Embed and index both the original chunks and the summaries. When retrieving, search across both indexes and merge results.

Level 3: Summary Indexing + Re-Ranking

Re-ranking adds a second stage to your retrieval pipeline. After the initial retrieval, Claude re-orders the chunks by relevance to the specific query.

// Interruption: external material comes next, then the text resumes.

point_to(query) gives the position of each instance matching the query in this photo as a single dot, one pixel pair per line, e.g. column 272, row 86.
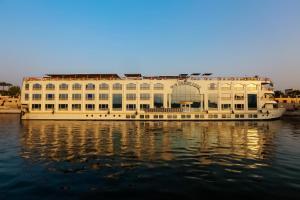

def rerank_with_claude(query: str, candidates: List[Dict], top_k: int = 3) -> List[Dict]:
    """Use Claude to re-rank retrieved chunks by relevance."""
    chunks_text = "\n\n".join([
        f"[{i+1}] {chunk['heading']}\n{chunk['content'][:500]}"
        for i, chunk in enumerate(candidates)
    ])
    
    prompt = f"""Given the question below, rank the following chunks by relevance (most relevant first).
Return only the numbers in order, comma-separated.
Question: {query}
Chunks:
{chunks_text}
Ranking:"""
    
    response = client.messages.create(
        model="claude-3-haiku-20240307",
        max_tokens=100,
        messages=[{"role": "user", "content": prompt}]
    )
    
    # Parse the ranking
    import re
    indices = [int(x) - 1 for x in re.findall(r"\d+", response.content[0].text)]
    return [candidates[i] for i in indices[:top_k]]

Performance Gains

With these optimizations, here's what you can expect:

Metric	Basic RAG	Optimized RAG
Avg Precision	0.43	0.44
Avg Recall	0.66	0.69
Avg F1 Score	0.52	0.54
Avg MRR	0.74	0.87
End-to-End Accuracy	71%	81%

The biggest jump comes from MRR (0.74 → 0.87), meaning Claude gets relevant information earlier in the context window, leading to better answers.

Production Considerations

Rate Limits: Full evaluations can hit rate limits. Use Tier 2+ API access or run smaller eval sets.
Token Budget: Summary indexing and re-ranking add token costs. Benchmark to ensure ROI.
Vector Database: For production, use a hosted vector DB with built-in indexing and scaling.
Chunking Strategy: Experiment with different chunk sizes (256-1024 tokens) based on your content.
Embedding Model: Voyage AI's voyage-2 works well, but test alternatives like text-embedding-3-small.

Key Takeaways

Start with basic RAG, then systematically measure retrieval quality using precision, recall, F1, and MRR before optimizing.
Summary indexing captures cross-chunk context, improving recall for questions that require synthesis.
Re-ranking with Claude dramatically improves MRR, ensuring the most relevant information appears first in the context window.
Evaluate retrieval and end-to-end performance separately to identify where your pipeline needs improvement.
Expect 10-15% accuracy gains from advanced techniques, but always benchmark against your specific use case and data.